A/B Testing with Bias: Test different models with weighted traffic distribution to compare performance while maintaining a bias toward preferred models.

Request Model Locations¶

The policy supports extracting the model identifier from different locations in the request:

Payload (JSONPath)¶

Extract model from JSON payload using JSONPath:

Location: payload
Identifier: JSONPath expression (e.g., $.model, $.messages[0].model)

Extract model from HTTP header:

Location: header
Identifier: Header name (e.g., X-Model-Name, X-LLM-Model)

Query Parameter¶

Extract model from URL query parameter:

Location: queryParam
Identifier: Query parameter name (e.g., model, llm_model)

Path Parameter¶

Extract model from URL path using regex:

Location: pathParam
Identifier: Regex pattern to match model in path (e.g., models/([a-zA-Z0-9.\-]+))

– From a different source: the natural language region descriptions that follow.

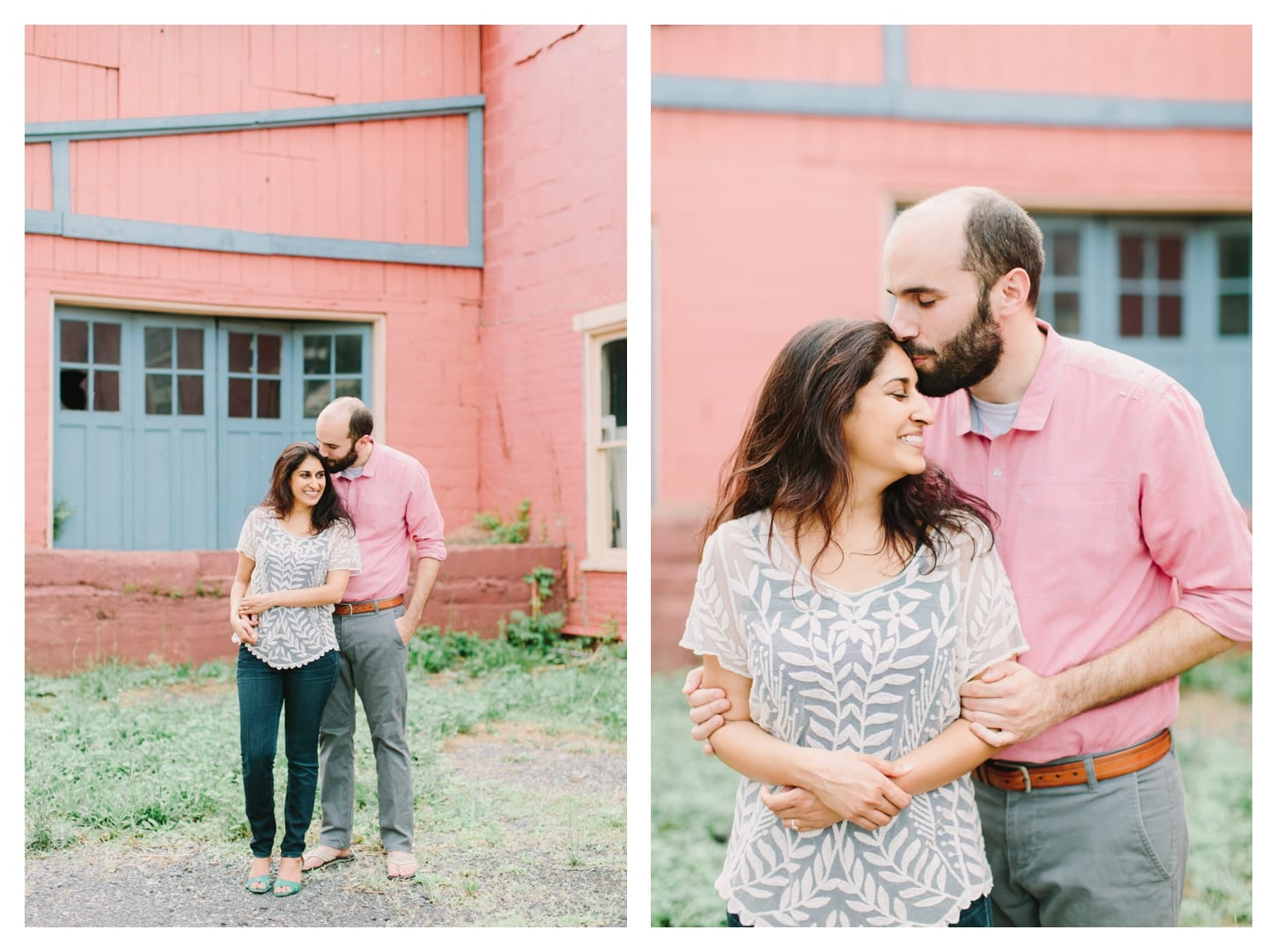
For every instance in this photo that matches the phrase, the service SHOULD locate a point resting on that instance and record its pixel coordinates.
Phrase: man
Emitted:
(1128, 554)
(396, 520)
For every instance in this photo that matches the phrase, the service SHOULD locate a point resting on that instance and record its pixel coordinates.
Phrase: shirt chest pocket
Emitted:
(1063, 548)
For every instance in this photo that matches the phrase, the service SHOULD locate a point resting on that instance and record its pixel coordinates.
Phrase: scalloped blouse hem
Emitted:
(292, 664)
(953, 915)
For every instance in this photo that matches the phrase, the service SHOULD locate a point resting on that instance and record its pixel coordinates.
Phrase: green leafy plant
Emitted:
(539, 632)
(506, 532)
(63, 511)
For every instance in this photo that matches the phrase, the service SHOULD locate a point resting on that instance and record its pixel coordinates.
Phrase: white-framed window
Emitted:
(606, 425)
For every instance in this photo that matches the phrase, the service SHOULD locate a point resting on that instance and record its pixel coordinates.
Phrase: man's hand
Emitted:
(860, 789)
(405, 628)
(708, 706)
(1009, 704)
(800, 809)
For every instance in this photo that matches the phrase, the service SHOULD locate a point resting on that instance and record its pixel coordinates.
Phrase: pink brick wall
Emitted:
(555, 247)
(87, 608)
(766, 222)
(277, 181)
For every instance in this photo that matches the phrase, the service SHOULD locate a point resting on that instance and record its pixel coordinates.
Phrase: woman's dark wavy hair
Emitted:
(794, 456)
(278, 497)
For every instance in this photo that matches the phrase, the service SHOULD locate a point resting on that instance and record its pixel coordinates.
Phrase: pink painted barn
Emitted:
(782, 153)
(229, 226)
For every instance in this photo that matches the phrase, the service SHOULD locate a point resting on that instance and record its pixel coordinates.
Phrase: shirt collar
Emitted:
(1037, 400)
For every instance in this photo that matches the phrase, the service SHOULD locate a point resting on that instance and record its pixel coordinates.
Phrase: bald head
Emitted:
(991, 233)
(343, 432)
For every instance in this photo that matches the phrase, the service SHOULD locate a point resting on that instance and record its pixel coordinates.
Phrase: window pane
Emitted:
(269, 354)
(351, 354)
(1132, 315)
(73, 389)
(1132, 253)
(159, 395)
(1170, 258)
(239, 397)
(1169, 321)
(76, 341)
(190, 349)
(1067, 319)
(1234, 314)
(617, 497)
(269, 400)
(315, 352)
(190, 395)
(240, 354)
(107, 343)
(159, 347)
(1235, 256)
(615, 380)
(1066, 255)
(107, 391)
(315, 395)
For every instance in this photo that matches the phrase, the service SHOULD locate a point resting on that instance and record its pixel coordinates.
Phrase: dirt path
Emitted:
(121, 883)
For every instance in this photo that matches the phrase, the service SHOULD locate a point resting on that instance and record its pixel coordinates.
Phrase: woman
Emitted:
(845, 591)
(297, 551)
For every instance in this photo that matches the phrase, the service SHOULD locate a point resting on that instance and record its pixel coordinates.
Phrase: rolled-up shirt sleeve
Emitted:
(1193, 525)
(424, 520)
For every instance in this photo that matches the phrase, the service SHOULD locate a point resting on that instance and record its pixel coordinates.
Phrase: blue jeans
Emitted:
(978, 912)
(301, 695)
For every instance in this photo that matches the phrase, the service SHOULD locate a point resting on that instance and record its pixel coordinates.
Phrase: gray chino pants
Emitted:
(1104, 852)
(373, 665)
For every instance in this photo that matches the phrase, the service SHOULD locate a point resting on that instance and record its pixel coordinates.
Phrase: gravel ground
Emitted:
(119, 883)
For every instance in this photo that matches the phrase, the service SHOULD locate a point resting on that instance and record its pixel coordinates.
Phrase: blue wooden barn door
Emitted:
(166, 428)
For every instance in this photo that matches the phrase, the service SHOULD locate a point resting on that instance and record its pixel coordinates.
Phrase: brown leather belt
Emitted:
(360, 608)
(1007, 775)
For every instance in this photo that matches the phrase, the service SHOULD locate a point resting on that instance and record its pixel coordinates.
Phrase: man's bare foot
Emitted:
(325, 855)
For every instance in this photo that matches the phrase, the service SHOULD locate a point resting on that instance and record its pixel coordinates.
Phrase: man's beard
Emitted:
(964, 360)
(338, 465)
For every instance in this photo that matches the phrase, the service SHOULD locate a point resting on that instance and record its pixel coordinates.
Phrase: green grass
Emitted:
(690, 820)
(150, 756)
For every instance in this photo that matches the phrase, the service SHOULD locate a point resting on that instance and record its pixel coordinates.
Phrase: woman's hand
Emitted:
(859, 787)
(800, 809)
(257, 604)
(244, 630)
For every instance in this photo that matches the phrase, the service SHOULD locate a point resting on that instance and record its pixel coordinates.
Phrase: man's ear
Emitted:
(1010, 292)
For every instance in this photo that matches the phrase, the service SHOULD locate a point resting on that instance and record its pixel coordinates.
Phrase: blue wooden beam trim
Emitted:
(60, 165)
(165, 235)
(942, 105)
(474, 185)
(267, 119)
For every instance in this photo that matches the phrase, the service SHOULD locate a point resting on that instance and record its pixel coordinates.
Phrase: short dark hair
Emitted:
(794, 454)
(1000, 238)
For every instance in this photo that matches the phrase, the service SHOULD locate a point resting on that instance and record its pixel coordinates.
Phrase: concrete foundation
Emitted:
(85, 608)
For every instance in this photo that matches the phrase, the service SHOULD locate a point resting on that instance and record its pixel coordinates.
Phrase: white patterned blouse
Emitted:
(287, 636)
(875, 671)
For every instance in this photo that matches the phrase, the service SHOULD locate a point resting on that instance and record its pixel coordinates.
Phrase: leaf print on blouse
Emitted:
(875, 671)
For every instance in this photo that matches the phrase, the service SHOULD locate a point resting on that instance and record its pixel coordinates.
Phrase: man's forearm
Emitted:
(1171, 645)
(427, 573)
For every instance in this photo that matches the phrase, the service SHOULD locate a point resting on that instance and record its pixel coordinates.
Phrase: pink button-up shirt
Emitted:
(396, 522)
(1110, 495)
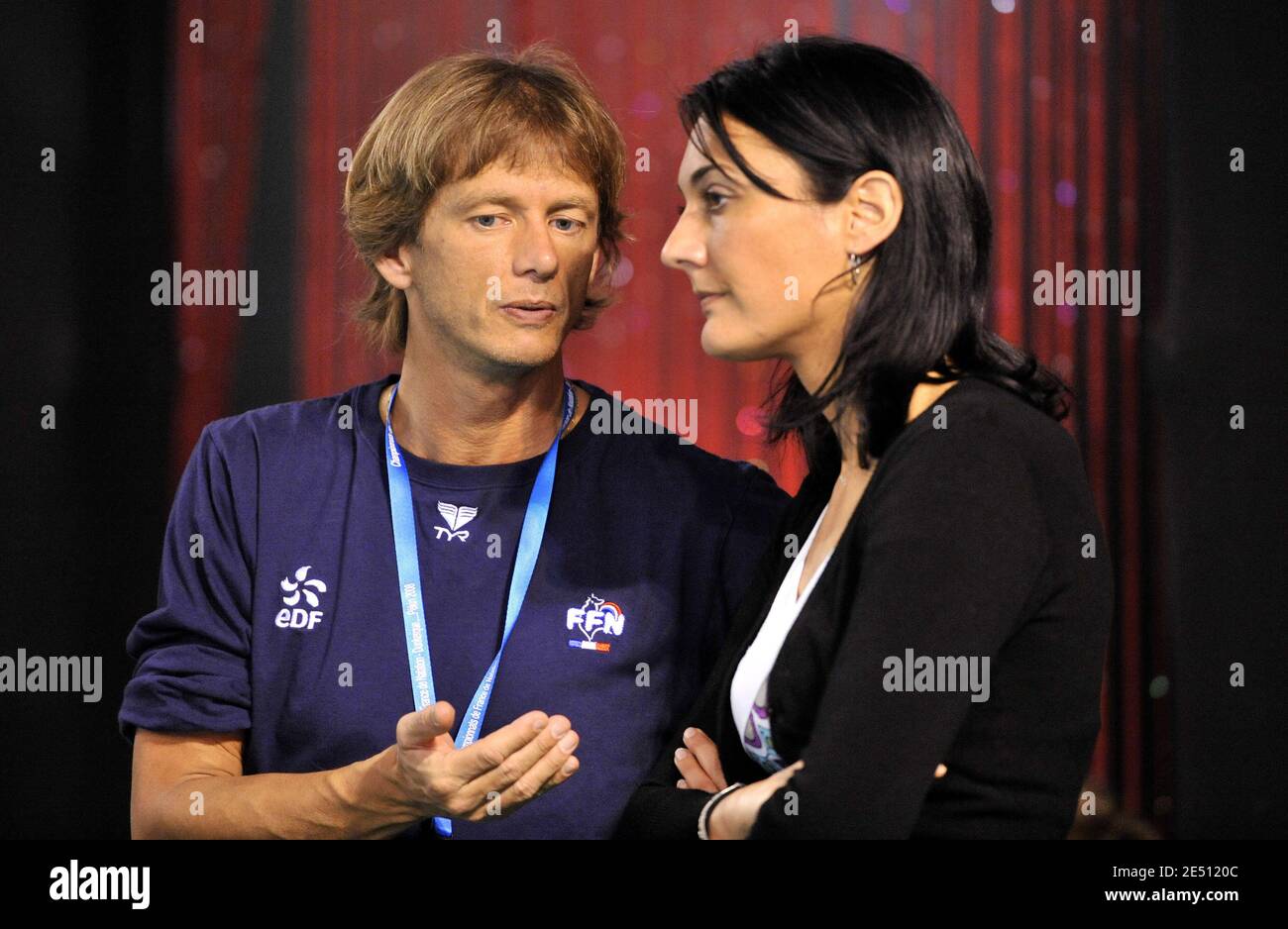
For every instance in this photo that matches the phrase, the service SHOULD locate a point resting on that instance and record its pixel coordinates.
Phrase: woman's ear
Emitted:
(872, 209)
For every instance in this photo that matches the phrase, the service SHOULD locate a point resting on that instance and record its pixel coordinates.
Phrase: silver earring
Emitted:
(855, 262)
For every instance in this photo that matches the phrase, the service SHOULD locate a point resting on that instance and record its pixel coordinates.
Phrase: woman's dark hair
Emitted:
(841, 108)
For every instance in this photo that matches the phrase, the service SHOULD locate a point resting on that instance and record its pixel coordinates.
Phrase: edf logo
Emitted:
(299, 618)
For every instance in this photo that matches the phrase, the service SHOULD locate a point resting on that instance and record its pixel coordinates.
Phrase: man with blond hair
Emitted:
(417, 606)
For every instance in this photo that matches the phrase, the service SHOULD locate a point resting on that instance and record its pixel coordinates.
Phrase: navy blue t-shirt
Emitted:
(288, 624)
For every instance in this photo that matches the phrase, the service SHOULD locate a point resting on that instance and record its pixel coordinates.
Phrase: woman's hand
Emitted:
(699, 764)
(733, 816)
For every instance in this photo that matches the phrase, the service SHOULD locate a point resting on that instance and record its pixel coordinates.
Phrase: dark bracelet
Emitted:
(711, 804)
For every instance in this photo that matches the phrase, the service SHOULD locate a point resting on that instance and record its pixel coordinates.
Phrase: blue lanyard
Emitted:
(408, 576)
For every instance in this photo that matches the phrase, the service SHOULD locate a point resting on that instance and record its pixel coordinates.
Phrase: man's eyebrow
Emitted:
(505, 200)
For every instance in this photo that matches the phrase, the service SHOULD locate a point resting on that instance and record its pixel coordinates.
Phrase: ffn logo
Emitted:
(303, 585)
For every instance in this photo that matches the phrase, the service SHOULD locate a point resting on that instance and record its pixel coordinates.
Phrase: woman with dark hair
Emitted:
(921, 654)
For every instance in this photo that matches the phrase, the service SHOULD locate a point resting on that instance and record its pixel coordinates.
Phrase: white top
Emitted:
(748, 691)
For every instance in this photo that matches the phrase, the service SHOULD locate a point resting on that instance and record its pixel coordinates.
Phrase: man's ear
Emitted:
(395, 267)
(600, 286)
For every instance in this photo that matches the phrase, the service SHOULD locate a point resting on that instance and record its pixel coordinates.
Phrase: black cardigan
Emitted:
(973, 538)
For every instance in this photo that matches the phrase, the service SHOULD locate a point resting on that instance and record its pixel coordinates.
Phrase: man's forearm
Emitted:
(360, 800)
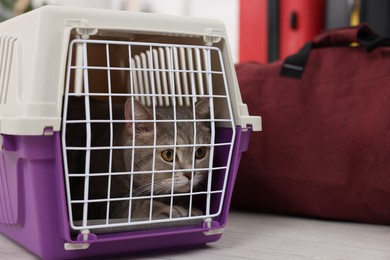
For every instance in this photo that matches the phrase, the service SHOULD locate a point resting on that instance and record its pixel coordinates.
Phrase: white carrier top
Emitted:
(34, 51)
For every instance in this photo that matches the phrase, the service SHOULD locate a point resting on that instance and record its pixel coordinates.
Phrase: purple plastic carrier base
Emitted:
(33, 209)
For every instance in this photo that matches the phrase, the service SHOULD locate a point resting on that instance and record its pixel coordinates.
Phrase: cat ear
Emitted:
(140, 112)
(202, 108)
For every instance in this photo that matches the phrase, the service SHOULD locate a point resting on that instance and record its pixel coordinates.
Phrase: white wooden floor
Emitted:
(258, 236)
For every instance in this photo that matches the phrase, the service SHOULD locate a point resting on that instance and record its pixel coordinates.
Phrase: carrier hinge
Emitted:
(84, 240)
(212, 226)
(212, 36)
(83, 28)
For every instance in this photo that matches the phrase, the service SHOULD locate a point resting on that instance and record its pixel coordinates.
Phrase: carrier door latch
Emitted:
(212, 36)
(83, 28)
(84, 240)
(212, 226)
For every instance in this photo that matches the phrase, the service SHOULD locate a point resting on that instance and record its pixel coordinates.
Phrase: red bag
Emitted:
(325, 146)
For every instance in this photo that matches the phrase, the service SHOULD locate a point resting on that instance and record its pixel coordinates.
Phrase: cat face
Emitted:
(184, 168)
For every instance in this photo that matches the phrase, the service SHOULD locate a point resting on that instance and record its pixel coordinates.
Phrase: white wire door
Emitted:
(140, 133)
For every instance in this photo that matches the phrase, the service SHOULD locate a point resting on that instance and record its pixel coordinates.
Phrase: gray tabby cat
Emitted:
(178, 168)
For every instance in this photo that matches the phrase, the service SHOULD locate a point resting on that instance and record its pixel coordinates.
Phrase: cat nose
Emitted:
(188, 175)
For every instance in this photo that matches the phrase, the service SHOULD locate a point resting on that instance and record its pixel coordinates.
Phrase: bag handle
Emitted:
(294, 65)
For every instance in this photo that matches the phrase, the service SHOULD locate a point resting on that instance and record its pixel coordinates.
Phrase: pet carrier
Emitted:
(121, 132)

Note: For path parameters, the regex pattern should include a capturing group to extract the model name. The policy uses the first capturing group as the model identifier.

Weight Calculation¶

The policy builds a weighted sequence by repeating each model a number of times equal to its weight:

Total Weight: Sum of all model weights
Sequence Length: Equal to the total weight
Distribution: Each model appears in the sequence weight times
Proportional Selection: Over time, each model receives requests proportional to model_weight / total_weight

Example Weight Distribution¶

For models with weights [5, 3, 2]: - Total weight: 10 - Sequence: [Model1, Model1, Model1, Model1, Model1, Model2, Model2, Model2, Model3, Model3] - Model1: 50% of requests - Model2: 30% of requests - Model3: 20% of requests

Notes¶

The weighted sequence is pre-computed once during policy initialization and reused for all requests; suspended models are excluded by skipping their entries during traversal, not by rebuilding the sequence.
The round-robin index is maintained per policy instance and increments for each request.
This does not reset the round-robin index, so observed traffic shares temporarily shift toward healthy models until the suspended model recovers.
Model selection follows the weighted sequence in a deterministic cyclic pattern.
The original model from the request is stored in metadata but is replaced with the selected model for routing.
If suspendDuration is 0, failed models are not suspended and will continue to be selected in the weighted round-robin cycle.
Higher weights result in more frequent selection but do not guarantee exact proportional distribution in small request volumes.
The weighted sequence ensures long-term proportional distribution, but short-term distribution may vary due to suspension and availability.
The requestModel configuration is required and must be provided by the LLM provider template. There is no default behavior.